Samsung, the biggest rival to Apple in the smartphone business and which is involved in a number of bitter courtroom battles with the US company, has abruptly postponed its scheduled launch of a new top-end phone next Tuesday.
The apparent motive was not to be seen to intrude on the reactions around the death of Apple’s co-founder and former chief executive Steve Jobs, whose death was announced late on Wednesday at his California home.
The South Korean company, which said on Friday morning that it expects smartphones to be the main profit engine of its business, had been expected to launch its new Nexus Prime phone, running the latest version of Google’s Android software – numbered 4.0, and dubbed “Ice Cream Sandwich” – on Tuesday at the CTIA trade show.
But in a curt statement on Friday afternoon, it said: “Samsung and Google decided to postpone the new product announcement at CTIA Fall. We agree that it is just not the right time to announce a new product. New date and venue will be shortly announced.”
The company would not elucidate, though it is understood that the reason is not connected to any hardware or software problems around the phone.
That implies that the decision was taken because it would be seen as too close to the death of Jobs. No new date has been given by Samsung for the announcement. No date has been given either by Jobs’s family for his funeral.
Samsung and Apple are battling in a number of court cases around the world, with Apple claiming that Samsung’s products copy significant elements of the appearance of its iPhone and iPad devices, and that it infringes a number of patents. Samsung has hit back by claiming that Apple is infringing a number of its patents, including some on mobile devices: it has threatened to prevent sales of Apple’s iPhone 4S, announced only on Tuesday, in France and Italy.
Last year Jobs tried unsuccessfully to intercede in the dispute before it escalated into a full-scale court battle. The first shots in the legal battle were filed in April 201.
Samsung, the largest electronics company in the world, announced on Friday morning that it expects to rack up record profits from handset sales.

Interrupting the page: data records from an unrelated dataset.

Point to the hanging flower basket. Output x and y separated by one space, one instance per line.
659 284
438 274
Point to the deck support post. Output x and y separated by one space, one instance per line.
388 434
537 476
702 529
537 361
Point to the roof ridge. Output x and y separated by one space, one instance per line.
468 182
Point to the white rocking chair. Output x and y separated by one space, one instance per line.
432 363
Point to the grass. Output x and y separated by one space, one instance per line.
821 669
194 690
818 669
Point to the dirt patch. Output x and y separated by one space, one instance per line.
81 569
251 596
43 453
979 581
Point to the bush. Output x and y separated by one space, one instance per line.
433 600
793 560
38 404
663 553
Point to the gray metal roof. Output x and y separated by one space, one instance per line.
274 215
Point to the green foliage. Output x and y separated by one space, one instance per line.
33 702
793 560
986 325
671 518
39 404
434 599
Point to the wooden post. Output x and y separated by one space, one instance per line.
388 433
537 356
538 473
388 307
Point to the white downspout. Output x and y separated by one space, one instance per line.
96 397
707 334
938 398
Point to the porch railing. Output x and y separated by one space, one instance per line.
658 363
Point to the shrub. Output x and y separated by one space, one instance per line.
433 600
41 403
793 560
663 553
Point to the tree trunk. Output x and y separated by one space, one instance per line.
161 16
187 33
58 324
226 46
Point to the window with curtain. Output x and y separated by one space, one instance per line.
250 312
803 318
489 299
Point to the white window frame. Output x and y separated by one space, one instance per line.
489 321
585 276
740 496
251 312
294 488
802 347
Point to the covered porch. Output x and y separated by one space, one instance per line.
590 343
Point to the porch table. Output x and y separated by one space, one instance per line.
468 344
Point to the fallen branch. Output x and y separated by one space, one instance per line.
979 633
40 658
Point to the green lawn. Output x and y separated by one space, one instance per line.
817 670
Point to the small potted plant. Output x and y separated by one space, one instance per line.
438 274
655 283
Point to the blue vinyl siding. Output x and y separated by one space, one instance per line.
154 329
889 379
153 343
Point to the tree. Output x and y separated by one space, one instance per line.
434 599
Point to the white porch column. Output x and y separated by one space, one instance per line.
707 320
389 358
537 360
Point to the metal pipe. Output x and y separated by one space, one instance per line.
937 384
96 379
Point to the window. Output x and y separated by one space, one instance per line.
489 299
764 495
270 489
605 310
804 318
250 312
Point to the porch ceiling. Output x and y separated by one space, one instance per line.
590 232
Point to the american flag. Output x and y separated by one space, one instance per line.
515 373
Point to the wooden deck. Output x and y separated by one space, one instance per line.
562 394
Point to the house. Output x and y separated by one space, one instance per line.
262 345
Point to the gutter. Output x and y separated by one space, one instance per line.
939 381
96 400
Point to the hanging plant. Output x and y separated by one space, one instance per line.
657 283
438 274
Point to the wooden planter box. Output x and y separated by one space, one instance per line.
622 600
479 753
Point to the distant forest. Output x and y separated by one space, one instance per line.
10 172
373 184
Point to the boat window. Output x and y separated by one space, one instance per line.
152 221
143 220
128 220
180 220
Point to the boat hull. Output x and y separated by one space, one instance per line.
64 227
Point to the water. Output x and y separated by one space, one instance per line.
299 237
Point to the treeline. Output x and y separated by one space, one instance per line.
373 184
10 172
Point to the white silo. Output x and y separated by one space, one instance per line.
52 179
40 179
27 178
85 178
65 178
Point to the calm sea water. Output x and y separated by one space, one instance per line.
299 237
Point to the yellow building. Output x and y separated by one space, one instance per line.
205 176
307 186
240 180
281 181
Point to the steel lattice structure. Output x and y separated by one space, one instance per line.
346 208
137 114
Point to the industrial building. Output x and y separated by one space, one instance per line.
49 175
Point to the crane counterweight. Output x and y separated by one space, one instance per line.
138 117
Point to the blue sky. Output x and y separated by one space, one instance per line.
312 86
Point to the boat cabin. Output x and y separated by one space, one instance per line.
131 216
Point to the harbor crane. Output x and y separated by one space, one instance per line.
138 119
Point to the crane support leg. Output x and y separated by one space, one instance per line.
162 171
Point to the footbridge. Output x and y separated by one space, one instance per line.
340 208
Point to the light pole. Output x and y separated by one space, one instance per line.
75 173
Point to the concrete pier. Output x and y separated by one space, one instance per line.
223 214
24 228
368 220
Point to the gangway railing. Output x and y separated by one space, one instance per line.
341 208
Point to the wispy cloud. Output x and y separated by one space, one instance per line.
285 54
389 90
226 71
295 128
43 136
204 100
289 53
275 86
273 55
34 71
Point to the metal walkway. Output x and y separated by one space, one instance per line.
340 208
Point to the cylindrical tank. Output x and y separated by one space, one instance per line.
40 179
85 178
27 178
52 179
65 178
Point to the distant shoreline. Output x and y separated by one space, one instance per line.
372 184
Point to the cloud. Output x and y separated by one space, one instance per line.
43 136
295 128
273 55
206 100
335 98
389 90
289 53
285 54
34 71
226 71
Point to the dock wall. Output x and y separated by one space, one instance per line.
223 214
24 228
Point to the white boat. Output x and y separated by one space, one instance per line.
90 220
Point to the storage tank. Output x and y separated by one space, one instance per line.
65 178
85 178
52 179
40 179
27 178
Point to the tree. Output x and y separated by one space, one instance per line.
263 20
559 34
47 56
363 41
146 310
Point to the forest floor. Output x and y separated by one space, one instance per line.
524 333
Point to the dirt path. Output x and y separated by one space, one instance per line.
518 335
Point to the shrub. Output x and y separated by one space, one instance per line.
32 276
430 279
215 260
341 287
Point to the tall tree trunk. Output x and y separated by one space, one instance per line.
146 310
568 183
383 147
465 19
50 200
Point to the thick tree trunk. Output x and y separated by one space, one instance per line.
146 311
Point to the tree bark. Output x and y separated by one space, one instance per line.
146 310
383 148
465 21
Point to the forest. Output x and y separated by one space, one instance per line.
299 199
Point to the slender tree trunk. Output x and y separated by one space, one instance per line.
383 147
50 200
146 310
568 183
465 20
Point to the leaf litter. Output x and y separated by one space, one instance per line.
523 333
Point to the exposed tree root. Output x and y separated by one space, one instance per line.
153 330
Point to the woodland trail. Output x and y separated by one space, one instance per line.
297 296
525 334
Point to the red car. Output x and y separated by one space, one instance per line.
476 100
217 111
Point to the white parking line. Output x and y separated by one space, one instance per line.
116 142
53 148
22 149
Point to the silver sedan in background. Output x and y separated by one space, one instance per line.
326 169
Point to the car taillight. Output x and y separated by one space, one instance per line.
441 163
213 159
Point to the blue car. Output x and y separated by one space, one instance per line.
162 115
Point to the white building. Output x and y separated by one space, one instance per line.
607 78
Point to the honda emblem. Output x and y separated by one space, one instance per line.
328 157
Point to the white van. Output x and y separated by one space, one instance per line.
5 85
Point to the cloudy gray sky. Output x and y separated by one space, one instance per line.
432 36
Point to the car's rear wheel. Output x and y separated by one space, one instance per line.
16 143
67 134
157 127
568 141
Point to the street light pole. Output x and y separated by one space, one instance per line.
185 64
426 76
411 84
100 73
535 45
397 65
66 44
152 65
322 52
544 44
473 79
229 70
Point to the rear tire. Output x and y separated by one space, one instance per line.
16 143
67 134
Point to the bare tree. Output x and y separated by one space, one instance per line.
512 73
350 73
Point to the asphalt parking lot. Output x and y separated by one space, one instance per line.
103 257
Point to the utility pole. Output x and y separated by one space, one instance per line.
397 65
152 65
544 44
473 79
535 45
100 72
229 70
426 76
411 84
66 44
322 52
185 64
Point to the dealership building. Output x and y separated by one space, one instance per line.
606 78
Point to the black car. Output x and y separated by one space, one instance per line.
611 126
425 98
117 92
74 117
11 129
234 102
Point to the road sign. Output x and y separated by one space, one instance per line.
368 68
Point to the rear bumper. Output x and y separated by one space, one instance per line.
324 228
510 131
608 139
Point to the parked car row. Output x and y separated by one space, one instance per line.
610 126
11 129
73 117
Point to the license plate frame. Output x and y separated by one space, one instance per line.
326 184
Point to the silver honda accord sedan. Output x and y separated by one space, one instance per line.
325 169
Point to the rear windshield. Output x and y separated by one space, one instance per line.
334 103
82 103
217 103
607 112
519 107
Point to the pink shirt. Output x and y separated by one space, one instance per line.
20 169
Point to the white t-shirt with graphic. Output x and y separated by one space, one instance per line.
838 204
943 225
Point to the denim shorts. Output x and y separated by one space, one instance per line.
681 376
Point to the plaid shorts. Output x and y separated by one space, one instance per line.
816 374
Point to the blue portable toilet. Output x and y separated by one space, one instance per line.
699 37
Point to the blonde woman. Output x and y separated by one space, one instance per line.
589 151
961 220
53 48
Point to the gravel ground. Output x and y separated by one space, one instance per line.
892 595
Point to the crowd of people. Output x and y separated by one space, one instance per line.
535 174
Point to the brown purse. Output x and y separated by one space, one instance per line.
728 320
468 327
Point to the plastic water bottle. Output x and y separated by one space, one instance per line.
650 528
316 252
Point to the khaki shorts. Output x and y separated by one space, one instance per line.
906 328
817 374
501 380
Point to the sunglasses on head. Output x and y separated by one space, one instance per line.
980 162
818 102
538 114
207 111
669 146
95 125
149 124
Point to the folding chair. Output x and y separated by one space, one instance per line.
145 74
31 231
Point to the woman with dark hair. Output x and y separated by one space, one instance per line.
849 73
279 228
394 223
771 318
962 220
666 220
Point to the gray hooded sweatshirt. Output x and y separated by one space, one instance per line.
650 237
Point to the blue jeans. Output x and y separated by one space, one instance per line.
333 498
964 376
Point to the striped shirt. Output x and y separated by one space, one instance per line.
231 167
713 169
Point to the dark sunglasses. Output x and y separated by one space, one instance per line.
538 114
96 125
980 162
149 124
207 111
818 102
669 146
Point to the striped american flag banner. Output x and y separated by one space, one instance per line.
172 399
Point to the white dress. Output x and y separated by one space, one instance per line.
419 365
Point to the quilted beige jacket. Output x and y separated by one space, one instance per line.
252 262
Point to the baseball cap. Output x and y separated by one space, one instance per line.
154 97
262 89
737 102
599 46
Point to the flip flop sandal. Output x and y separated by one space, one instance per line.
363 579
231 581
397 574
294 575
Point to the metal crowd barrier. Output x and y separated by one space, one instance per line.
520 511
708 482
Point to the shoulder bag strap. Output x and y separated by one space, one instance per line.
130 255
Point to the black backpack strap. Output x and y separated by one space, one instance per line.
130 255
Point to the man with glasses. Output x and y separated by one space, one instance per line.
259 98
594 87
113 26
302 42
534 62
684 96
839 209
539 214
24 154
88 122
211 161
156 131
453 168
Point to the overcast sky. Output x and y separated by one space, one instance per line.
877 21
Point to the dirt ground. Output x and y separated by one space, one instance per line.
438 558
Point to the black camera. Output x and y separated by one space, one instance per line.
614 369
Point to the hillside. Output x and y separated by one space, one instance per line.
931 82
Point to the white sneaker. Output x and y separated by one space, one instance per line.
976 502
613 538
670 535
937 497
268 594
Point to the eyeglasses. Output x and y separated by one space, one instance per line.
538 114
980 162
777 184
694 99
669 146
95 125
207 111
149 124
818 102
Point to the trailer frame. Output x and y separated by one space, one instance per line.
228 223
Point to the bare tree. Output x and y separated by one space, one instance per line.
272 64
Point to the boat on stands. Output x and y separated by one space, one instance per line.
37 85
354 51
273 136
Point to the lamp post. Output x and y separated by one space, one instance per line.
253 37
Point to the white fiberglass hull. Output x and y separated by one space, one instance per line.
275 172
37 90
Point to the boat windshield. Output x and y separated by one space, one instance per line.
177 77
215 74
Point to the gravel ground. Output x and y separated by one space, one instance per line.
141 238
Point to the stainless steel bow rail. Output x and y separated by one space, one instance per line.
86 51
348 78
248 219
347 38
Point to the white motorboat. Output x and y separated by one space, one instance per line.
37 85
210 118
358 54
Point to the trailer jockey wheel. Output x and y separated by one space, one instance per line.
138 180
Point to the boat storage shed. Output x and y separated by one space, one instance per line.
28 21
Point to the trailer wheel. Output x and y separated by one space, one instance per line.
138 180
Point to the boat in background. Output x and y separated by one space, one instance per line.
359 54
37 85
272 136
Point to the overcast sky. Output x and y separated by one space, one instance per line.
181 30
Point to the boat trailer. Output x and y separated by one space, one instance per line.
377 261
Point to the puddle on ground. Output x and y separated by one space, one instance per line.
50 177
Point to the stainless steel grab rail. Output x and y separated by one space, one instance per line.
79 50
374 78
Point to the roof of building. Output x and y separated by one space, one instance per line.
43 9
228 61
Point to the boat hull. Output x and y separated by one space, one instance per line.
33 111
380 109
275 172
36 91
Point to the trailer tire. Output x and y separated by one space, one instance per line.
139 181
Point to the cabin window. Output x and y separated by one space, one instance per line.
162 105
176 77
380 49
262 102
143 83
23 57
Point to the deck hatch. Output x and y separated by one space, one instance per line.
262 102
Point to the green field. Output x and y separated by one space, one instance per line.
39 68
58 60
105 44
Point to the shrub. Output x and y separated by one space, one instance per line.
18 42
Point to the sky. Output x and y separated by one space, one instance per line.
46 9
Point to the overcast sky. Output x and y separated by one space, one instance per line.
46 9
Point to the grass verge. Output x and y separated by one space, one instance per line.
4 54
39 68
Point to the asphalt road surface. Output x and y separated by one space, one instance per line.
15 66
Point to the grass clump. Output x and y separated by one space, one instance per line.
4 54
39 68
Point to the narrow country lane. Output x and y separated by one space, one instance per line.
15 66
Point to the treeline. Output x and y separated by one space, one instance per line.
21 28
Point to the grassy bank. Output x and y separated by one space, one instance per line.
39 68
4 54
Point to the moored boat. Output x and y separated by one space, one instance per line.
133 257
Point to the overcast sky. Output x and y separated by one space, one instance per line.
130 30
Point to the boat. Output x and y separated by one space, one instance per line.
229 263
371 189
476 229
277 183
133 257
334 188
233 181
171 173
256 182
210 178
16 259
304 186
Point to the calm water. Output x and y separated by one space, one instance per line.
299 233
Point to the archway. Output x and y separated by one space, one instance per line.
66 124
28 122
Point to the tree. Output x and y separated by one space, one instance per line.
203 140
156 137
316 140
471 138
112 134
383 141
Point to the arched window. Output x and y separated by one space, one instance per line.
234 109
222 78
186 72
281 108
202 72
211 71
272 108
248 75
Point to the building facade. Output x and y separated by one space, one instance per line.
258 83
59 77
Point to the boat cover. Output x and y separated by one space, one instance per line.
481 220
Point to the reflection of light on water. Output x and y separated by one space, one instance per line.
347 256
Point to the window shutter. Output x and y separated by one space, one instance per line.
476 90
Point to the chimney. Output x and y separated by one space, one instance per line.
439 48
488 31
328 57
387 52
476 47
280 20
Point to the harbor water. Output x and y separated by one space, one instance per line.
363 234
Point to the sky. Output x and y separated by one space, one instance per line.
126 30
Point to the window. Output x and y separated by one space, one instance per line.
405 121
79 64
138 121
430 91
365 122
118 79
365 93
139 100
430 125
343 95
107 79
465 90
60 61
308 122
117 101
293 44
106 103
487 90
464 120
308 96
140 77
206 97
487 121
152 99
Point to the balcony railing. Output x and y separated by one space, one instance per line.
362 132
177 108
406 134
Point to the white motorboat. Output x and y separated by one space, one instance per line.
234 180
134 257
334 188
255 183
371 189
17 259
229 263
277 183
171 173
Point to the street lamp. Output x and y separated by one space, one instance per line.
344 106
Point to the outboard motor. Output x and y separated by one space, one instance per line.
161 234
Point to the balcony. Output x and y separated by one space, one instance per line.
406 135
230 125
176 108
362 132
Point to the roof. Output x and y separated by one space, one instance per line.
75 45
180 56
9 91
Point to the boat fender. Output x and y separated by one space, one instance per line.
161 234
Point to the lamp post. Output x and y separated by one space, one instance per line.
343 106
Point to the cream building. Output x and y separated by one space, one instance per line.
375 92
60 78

Analysts think that it could have passed Apple in the July-September period for the total number of smartphone handsets shipped around the world.
However its other divisions are under pressure amidst squeezed consumer spending. The South Korean firm estimated its quarterly operating profit at 4.2 trillion won (£2.3bn) versus a consensus forecast of 3.4 trillion (£1.8bn) won by analysts surveyed by Thomson Reuters I/B/E/S. That would be down 14%, from a year ago but up 12% from the preceding quarter.
Samsung sold 19m smartphones in the second quarter, and analysts expect shipments to have risen to more than 28m units in the third quarter, helping it towards its target for the year of 60m units. Samsung sold only about 1m fewer smartphones than Apple in the second quarter.
It plans to release its first smartphone based on the latest version of Microsoft’s mobile operating system this month, Windows Phone “Mango”, while a 5.3-inch screen Galaxy Note, a hybrid of a smartphone and a tablet, is set to go on sale later this year.
Samsung leads a pack of companies selling phones on Google’s Android operating system.
“The Galaxy S II probably played a key role in boosting the company’s earnings and it will continue to do so pretty much unchallenged, until Apple unveils a better new version of iPhone,” said Kyung Woo-hyun, a fund manager at Daishin Asset Management.
Samsung, which worked out how to make black and white TVs in the 1970s by tearing apart Japanese models, has become a top global brand over the past decade.
It boasts a market value of £76bn, much bigger than the combined value of rivals such as Sony, Nokia , Research In Motion, Toshiba and Panasonic. Samsung’s shares have fallen 5% over the past three months versus a 12% drop in Apple’s shares.
• Sony is said to be in talks to buy Ericsson out of its share in their joint venture in the mobile phone business, Sony Ericsson. The companies must decide this month whether to renew their 10-year-old pact that created the company. The deal could be worth up to $1.3bn, depending on what arrangement they come to over the use of Ericsson’s telecoms patents.
Yoshiharu Izumi, an analyst at J P Morgan in Tokyo, said the deal could be worth upwards of $1.3bn, depending on what agreement the two reach about the continuing use of Ericsson’s telecoms patents.
“Up to now Sony’s products and network services have all been separate. Unifying them would be positive,” Izumi said.
“If they can leverage their games and other network services I think they can lift their share,” he added.
Should any buyout go ahead, Sony will need to take steps to protect itself from legal challenges to its patents. Thus far the joint venture has been protected from the kind of court room challenges seen by rivals because Ericsson, the world’s largest mobile telecom gear maker, holds one of the largest patent portfolios in the industry.
“Sony will definitely want to bolster its portfolio in such a deal so it can defend itself in the most litigious segment of the technology industry,” said intellectual property expert Florian Mueller.